Police criticised over response to travellers in Chichester

editorial image

THE police response to invasions by travellers of land in the Chichester district faced criticism at a district council meeting.

Cllr Quentin Cox said the response was ‘equivocal to say the least’.

“It seems strange to me that even if people cannot be moved on, there is still no excuse over criminal damage,” he said.

“If there is criminal damage, then the police should act.”

Chairman Peter Clementson said, from the district council’s point of view, things were being done.

However, the police said they would not move people on unless they had somewhere to move them on to.

“Until this council is in a position to offer them sites, which is part of the structure plan, we are remiss in that respect,” he added.
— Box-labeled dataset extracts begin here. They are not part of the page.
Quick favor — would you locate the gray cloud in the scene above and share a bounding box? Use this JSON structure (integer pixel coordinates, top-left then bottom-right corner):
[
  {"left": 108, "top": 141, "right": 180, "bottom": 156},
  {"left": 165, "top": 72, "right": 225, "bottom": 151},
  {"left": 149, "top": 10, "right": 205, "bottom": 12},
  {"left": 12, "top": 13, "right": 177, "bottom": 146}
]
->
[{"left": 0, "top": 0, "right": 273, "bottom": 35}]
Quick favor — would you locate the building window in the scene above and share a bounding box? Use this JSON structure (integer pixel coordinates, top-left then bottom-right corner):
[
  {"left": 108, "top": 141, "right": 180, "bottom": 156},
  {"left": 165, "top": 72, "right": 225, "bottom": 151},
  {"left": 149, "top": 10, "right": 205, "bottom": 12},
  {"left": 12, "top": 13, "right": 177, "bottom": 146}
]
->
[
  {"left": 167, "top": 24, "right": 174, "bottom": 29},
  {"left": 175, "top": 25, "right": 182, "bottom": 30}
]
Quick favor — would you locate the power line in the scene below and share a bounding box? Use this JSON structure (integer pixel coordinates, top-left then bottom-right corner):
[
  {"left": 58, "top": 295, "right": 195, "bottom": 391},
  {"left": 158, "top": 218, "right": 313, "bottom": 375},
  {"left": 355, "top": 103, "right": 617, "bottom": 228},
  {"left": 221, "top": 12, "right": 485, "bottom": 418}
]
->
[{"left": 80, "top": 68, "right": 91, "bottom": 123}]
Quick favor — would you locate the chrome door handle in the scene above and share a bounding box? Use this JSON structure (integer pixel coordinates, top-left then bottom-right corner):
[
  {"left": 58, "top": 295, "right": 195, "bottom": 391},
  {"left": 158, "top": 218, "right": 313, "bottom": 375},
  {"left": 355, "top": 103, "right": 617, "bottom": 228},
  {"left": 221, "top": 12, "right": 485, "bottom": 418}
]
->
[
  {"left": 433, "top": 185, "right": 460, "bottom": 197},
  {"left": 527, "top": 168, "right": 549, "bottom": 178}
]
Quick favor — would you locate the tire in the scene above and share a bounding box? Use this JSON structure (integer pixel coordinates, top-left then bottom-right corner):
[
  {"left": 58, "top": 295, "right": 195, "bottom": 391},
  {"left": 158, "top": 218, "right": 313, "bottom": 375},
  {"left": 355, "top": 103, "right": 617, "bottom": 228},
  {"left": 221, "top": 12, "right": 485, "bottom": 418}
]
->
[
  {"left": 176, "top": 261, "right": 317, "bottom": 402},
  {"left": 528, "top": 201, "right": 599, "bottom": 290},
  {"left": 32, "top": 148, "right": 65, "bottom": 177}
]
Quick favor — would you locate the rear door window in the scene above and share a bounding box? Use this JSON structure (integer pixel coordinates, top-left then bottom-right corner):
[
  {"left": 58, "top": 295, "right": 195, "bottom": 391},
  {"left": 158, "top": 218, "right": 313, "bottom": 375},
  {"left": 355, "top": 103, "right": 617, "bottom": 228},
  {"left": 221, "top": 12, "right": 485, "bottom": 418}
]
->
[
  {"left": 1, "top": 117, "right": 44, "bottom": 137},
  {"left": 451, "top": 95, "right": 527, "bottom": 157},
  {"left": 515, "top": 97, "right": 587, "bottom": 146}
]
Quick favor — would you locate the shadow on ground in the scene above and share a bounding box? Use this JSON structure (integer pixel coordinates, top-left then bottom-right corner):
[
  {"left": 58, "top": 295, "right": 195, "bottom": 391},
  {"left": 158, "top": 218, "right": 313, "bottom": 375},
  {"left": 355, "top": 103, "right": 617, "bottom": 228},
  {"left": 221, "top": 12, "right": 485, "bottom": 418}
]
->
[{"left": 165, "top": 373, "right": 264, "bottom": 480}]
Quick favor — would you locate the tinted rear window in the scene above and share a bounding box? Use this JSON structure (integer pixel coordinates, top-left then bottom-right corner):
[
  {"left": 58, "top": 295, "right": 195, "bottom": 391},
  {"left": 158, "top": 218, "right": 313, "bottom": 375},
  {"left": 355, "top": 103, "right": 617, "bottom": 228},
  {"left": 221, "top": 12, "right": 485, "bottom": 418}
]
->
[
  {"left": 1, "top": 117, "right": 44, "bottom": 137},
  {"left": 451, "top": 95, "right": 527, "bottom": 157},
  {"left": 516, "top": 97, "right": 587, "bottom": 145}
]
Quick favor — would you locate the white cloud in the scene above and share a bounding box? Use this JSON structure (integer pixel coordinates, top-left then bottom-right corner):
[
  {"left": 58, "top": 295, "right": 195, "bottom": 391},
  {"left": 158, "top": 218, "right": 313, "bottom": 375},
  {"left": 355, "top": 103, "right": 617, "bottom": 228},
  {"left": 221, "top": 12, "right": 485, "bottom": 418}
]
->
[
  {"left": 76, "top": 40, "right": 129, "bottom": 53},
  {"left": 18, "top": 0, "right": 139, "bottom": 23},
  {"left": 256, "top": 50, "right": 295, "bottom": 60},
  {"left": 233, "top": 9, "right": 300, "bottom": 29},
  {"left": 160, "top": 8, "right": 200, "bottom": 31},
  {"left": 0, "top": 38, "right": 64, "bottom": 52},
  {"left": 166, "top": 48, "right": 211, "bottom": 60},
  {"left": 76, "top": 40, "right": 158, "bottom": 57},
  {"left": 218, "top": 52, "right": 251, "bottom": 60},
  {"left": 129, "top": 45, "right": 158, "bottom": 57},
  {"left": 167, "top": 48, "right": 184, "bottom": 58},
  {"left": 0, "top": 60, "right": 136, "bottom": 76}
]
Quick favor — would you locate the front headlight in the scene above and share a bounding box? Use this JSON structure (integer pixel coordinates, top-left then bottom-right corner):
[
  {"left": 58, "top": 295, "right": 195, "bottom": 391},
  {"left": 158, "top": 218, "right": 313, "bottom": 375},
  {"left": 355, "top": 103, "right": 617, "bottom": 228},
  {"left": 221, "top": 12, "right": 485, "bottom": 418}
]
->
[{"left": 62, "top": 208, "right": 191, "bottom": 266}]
Cllr Rob Hayes said Southbourne recently had two lots of travellers – once at the Bourne School and then at the recreation ground.

“In between times, they created even more havoc elsewhere,” he said.

Southbourne had to face the cost of taking the travellers to court twice and also faced the cost of clearing up and of repairs, particularly at the recreation ground where the area behind the pavilion was used as a toilet.

“We should ask the police to be a little more responsive,” said Cllr Hayes.

Environment director Steve Carvell said there was a significant issue in terms of the provision of adequate and appropriate sites for the travelling community.

“We are on something of a back foot in terms of the level of provision in this district, which doesn’t help,” he added.

Paul Over, executive director of support services and the economy, said, in terms of the council’s own land, they moved as quickly as the law enabled them to.

“We have to be careful, and have to follow procedure, because the police will not direct travellers to a site where one does not exist,” he said, adding they had to go through a process which involved going to court, and they did this as expeditiously as possible.

“The process we have to go through generally takes about five to seven days to complete,” Mr Over explained. The district council did not have a duty to pursue this on behalf of parishes, but did give advice.